- Portrait of Amélie Cederschiöld
- Born: Amélie Hilda Maria Sterky 14 October 1853 Hamburg
- Died: 2 June 1934 (aged 80)
- Burial place: Solna Cemetery
- Known for: feminist activism

= Amélie Cederschiöld =

Swedish feminist activist

Amélie Hilda Maria Cederschiöld (14 October 1853 – 2 June 1934) was a German-Swedish activist and feminist.

== Biography ==
Amélie Cederschiöld was born on 14 October 1853 in Hamburg. She was the daughter of minister Carl Gustaf Sterky and Maria Matilda Moll. 12 October 1871 she married Henrik Cederschiöld (1842 – 1908) in Hamburg.

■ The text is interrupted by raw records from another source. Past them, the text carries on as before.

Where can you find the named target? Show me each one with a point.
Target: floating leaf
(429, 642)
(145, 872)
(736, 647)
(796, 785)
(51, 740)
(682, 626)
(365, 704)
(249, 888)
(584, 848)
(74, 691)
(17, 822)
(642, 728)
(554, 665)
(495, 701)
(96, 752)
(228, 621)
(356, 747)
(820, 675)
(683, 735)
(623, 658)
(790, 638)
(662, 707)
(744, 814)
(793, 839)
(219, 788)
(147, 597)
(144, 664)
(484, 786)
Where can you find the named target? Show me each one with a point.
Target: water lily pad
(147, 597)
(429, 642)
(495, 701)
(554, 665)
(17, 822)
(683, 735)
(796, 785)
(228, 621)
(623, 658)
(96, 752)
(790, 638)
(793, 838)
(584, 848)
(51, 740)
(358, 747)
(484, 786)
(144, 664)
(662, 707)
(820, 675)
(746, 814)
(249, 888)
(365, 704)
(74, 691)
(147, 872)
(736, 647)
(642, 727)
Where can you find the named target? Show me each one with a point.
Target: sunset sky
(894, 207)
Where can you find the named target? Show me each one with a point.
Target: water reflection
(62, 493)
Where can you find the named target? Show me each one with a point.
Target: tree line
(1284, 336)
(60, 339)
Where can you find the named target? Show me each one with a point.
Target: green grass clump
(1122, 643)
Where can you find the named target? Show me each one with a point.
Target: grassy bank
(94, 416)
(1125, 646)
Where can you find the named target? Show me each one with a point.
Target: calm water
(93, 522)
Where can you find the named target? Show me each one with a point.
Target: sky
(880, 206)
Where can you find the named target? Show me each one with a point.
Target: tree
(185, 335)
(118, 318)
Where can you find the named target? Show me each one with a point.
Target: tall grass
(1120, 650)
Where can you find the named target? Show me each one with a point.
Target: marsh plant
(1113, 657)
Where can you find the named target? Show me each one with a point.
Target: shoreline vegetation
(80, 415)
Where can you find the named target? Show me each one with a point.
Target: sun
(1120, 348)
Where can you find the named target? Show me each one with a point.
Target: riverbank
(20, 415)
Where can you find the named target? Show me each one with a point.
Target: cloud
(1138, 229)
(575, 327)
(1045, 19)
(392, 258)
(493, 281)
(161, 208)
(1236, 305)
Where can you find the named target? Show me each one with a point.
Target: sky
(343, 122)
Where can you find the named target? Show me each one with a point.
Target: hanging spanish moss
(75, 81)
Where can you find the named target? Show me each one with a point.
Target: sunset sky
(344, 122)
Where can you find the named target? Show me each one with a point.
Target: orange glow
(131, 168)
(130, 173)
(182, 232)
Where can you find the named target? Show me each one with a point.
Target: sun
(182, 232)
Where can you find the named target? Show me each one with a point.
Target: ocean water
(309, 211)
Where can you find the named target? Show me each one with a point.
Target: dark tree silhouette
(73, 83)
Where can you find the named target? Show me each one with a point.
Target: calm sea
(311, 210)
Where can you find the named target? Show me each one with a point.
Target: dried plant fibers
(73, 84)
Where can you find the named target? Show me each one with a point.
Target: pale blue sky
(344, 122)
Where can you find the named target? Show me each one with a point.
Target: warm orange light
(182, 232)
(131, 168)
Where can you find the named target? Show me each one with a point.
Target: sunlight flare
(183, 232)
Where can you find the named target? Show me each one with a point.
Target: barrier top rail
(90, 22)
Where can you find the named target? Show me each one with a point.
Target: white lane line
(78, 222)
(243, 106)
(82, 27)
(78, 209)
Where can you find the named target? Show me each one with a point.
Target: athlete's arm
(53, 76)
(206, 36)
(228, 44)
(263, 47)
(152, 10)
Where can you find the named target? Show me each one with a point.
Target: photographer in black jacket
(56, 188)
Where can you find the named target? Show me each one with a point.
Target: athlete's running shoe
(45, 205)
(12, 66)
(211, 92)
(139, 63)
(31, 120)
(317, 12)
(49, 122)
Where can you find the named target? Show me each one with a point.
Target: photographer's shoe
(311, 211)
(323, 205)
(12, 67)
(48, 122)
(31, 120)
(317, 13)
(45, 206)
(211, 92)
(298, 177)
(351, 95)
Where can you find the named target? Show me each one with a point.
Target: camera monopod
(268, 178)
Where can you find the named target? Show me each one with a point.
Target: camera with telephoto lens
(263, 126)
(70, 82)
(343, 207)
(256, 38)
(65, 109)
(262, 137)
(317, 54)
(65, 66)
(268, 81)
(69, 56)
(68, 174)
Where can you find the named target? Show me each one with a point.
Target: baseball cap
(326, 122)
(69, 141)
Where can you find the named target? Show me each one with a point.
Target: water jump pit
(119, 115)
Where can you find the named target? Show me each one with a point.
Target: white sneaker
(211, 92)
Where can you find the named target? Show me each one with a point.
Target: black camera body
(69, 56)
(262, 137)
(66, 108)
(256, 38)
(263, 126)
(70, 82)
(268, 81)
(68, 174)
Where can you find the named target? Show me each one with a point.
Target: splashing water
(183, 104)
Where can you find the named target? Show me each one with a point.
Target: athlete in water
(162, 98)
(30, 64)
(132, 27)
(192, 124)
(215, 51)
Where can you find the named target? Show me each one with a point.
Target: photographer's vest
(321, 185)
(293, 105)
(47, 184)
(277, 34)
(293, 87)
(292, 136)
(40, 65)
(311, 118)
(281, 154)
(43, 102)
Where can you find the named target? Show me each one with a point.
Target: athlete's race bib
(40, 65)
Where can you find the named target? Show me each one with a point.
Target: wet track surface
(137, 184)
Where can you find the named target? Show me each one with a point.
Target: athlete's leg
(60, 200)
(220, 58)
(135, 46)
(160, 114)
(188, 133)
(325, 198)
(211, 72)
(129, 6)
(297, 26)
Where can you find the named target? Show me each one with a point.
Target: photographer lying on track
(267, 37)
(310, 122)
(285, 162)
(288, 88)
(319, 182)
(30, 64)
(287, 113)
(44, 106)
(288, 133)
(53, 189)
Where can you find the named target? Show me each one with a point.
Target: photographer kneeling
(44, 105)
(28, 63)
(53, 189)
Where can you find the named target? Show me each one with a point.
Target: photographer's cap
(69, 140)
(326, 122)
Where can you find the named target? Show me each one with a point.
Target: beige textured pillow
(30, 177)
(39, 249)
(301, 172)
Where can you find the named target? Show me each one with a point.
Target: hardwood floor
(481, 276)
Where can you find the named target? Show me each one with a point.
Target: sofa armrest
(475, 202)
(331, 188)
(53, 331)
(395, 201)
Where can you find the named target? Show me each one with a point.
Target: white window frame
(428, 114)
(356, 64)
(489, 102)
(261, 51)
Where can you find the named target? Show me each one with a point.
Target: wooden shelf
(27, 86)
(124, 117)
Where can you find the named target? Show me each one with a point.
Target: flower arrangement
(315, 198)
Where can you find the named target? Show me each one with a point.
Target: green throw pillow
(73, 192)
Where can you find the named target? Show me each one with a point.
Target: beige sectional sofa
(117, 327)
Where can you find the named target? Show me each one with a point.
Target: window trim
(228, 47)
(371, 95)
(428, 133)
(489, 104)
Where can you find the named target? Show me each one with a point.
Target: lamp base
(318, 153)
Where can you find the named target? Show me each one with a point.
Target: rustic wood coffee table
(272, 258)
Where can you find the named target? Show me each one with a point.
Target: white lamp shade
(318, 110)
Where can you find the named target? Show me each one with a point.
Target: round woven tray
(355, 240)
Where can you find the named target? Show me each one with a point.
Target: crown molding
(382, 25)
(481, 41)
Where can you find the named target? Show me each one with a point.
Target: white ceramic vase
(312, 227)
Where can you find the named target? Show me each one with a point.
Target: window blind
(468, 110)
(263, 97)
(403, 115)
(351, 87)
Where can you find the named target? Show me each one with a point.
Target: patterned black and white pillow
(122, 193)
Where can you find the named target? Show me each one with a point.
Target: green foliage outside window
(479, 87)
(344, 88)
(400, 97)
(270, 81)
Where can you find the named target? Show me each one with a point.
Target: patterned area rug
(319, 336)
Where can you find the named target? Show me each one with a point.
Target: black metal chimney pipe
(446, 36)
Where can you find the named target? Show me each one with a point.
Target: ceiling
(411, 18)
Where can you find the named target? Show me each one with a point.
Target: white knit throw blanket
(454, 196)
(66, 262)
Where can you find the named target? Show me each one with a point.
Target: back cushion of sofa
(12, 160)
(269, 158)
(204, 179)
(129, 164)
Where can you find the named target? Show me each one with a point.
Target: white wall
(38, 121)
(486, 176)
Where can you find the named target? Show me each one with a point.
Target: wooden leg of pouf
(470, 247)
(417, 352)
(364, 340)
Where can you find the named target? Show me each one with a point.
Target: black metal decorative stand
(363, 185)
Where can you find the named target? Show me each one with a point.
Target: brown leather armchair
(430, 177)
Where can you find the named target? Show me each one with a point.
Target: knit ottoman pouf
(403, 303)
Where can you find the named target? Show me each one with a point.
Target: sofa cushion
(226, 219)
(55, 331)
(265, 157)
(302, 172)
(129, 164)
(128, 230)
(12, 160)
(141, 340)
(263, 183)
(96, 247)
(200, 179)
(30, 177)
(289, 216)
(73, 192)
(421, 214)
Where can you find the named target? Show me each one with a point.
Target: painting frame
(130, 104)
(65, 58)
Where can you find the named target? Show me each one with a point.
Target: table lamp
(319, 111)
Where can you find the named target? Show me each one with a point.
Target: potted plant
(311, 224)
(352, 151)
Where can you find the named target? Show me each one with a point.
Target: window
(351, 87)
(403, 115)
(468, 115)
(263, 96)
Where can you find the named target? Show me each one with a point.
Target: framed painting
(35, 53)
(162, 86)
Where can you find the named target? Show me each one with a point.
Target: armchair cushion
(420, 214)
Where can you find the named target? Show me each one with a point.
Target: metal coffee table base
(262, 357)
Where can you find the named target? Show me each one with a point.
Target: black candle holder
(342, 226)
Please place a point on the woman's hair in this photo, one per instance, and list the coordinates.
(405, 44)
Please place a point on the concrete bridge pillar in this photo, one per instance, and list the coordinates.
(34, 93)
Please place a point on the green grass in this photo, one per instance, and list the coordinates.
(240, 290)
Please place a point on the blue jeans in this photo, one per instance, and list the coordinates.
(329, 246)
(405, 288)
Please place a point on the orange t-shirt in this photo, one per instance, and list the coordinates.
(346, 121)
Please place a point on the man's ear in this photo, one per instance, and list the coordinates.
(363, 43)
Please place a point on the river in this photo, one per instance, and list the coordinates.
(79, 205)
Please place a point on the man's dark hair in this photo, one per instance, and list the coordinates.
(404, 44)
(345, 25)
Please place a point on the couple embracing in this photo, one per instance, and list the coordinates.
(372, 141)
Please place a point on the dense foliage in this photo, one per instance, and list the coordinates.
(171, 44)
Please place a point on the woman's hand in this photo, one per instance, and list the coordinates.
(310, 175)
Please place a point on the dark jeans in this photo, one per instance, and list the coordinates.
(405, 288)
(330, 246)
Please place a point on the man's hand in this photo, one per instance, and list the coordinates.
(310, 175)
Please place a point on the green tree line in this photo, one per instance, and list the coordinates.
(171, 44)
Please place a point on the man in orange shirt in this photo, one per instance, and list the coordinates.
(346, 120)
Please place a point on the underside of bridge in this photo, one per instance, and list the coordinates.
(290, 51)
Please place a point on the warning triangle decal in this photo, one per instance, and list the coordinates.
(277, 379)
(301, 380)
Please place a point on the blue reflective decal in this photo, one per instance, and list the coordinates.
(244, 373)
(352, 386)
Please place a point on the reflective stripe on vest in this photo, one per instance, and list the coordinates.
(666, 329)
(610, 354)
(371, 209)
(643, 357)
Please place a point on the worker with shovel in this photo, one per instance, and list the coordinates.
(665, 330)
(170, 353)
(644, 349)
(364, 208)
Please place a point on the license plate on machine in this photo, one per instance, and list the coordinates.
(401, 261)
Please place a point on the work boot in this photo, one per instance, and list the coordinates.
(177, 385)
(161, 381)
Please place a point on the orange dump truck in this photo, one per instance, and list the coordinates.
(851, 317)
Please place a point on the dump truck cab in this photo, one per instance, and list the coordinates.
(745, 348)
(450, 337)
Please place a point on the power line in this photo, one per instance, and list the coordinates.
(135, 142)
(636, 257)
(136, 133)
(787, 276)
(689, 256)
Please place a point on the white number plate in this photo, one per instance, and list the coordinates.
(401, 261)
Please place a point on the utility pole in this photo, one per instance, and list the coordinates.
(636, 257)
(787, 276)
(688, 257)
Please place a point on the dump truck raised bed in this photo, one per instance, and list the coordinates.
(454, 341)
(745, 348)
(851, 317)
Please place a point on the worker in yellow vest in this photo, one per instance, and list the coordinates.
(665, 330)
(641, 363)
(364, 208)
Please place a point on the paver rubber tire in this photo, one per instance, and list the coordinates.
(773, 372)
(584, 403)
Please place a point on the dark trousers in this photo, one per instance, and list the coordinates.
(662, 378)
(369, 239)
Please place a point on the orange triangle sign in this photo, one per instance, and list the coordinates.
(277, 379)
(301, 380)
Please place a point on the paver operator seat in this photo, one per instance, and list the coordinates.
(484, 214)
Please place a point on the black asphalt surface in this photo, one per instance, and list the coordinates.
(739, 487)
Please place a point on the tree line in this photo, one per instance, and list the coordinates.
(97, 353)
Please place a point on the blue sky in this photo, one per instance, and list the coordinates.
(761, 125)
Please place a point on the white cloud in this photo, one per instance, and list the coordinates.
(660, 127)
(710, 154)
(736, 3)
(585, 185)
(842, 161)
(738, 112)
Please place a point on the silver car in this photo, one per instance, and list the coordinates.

Cederschiöld is known for her commitment to the Swedish Federation, where she actively participated in the campaign against regulated prostitution in order to promote a more equal and just society. They argued that women's lack of education, employment opportunities, and economic independence made them vulnerable to exploitation. The Swedish Federation advocated for women's rights, including equal pay, education, and access to employment, as a means of combating prostitution. She is described as one of the association's most radical forces. Cederschiöld was also the first corresponding secretary of the Swedish Section of the Theosophical Society.

Amélie Cederschiöld played a significant role in the Federation during its early years, which was a period of high activity. However, she withdrew from the debate after 1884.

Cederschiöld died on 2 June 1934 and is buried in Solna Cemetery in Stockholm, Sweden.